Llewellyn's Open Source Open/Closed Strategy

Some years ago, our organization used an open source project to run one part of our business. It was good but not a perfect fit. Since it’s open source, we modified it to add the features we needed.

Problem

Once we had forked, taking updates from main got harder. Maybe they changed an internal detail that we were depending on. Maybe they changed the same code we changed and now we have a merge conflict. The longer we went without updating, the worse it got; the worse it was, the longer we’d take to update.

As we lagged behind the main branch, we missed out on valuable features and bug fixes. We spent more and more of our own time maintaining our local fork.

I was talking about this with Llewellyn Falco and he suggested a strategy that I’ve found useful ever since.

Possible solutions

  • If you fork the project, you get the above problems that increase your costs while descreasing the value you get from the project.

  • If you ask the project maintainers to add the feature you’ve been missing all along, you have to describe it in a way that makes sense for the whole breadth of their audience, then wait until they decide to implement it, and it still might not exactly meet your unique local needs.

  • If you send a Pull Request to add the feature you’ve been missing, you have to build it in a way that way that makes sense for the whole breadth of their audience while still meeting your unique local needs. That’s really hard, and the compromises you make may decrease the value for you. You have to negotiate with the project maintainers to ensure that it fits their vision for the project. You have to wait while they review, accept, deploy your new feature.
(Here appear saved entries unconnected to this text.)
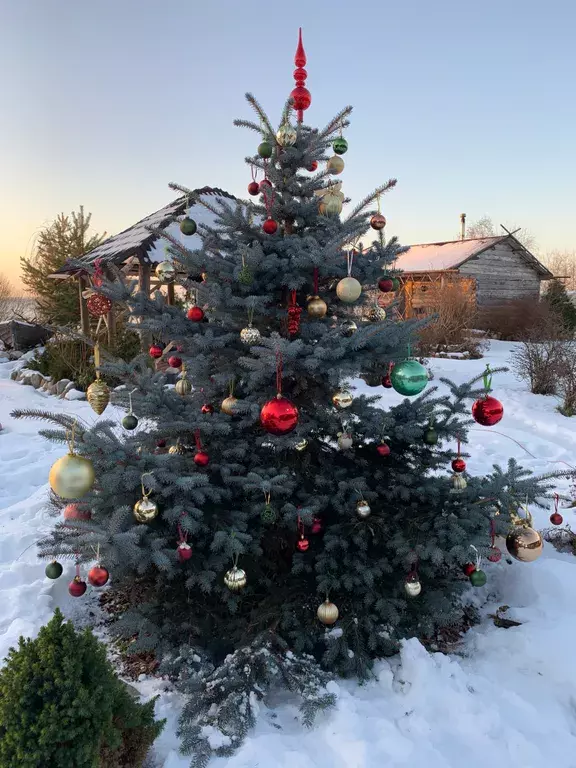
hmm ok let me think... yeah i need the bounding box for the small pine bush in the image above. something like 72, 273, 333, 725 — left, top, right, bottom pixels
0, 609, 164, 768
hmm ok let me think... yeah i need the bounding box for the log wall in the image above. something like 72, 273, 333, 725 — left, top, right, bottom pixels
458, 242, 541, 306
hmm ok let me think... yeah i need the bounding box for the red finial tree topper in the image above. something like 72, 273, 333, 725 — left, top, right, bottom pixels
291, 28, 311, 123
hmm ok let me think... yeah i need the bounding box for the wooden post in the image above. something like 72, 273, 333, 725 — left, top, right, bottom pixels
138, 261, 152, 351
78, 275, 90, 335
167, 283, 175, 305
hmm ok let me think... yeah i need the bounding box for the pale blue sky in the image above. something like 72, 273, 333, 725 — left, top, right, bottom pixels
1, 0, 575, 284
If your new feature only makes sense in your local context, then you’re out of luck.

  • Instead, send a Pull Request to add *extensibility* that makes it easy to plug in the feature you need locally.

It’s easier to get the project maintainers to accept general-purpose extensibility because it is useful for everyone, and it’s a lot less code for them to review/merge/maintain vs. your whole feature. And it’s well-suited to your new feature because you built this extensibility for exactly that purpose.

This is the “Open-closed principle” applied to a while open source project.

Do try this at home

Here’s a problem I’ve often experineced when adding a feature to a large legacy codebase: I modify the existing code to accept my new functionality. This makes the code more complicated; the new feature is difficult to test in isolation; I have to edit the same code as everyone else; if I edit someone else’s code then I have to go through their code review / ownership process; if I edit unowned code it’s probably a mess that I don’t want to take responsibility for. Every edit I make requires building / deploying lots of code.

Alternatively, apply Llewellyn’s Open Source Open Closed Strategy. Ask “what extensibilty would make it easy to add this feature?”, then build that extensibility, then plug in my feature. Even though this isn’t Open Source exactly, the strategy still applies.

This strategy is especially useful if I’m adding a new feature that is similar to an existing feature. If I make both of features into plugins to extensibility, I have two consumers (plus a third consumer in tests), making it more likely I’ll build a good, general-purpose extensibility API that will be well-suited to the next feature in this space.

Coda

Llewellyn has another suggestion: if you need an open source project to do something new for your business, _hire the owner_ to build it for you. (This deserves its own write-up.)